Year of Publication: Nov - 2019
Page Numbers: 1-13
Authors: Eleftherios Sigioltzakis, Emmanouil Serrelis
Conference Name: The Fifth International Conference on Information Security and Digital Forensics (ISDF2019)
- Greece


The increasing use of IoT healthcare devices and their direct impact on human lives has transformed the need to secure them as an issue of paramount importance. Furthermore, it is important for this need of secure manufacturing and operation to be assured throughout the lifecycle of the devices, which requires the combination of high-quality frameworks and methodologies. Within this paper, the proposed combination of frameworks includes the Good Automated Manufacturing Practices (GAMP5), a risk-based approach for the compliance of Computerized Systems in the pharmaceutical and food industries, and IoT Security Compliance Framework (IoTS CF), a specialized compliance framework to guide an organization through the security assurance of IoT devices.
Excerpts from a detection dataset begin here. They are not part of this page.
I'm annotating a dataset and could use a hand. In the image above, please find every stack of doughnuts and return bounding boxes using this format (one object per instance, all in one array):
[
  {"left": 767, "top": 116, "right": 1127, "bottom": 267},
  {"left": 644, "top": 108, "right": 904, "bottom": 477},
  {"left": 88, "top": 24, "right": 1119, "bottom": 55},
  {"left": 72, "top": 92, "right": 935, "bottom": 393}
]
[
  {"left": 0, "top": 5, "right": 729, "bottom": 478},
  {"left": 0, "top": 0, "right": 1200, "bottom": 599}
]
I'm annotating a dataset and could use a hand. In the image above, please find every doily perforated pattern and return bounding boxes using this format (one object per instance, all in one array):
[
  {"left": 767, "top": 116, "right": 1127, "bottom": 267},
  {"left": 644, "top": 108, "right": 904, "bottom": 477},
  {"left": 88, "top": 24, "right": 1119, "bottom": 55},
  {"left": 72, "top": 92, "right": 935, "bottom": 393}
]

The combination of those two frameworks is considered a novelty to both medical and IoT industries, utilizing effective visualization tools such as mind maps and matching tables. In addition, the development and implementation of a combined risk form assessment and management according to GAMP5 lifecycle phases in conjunction with the appropriate requirements of the IoTS CF has been developed to demonstrate the wide potential of such a combination.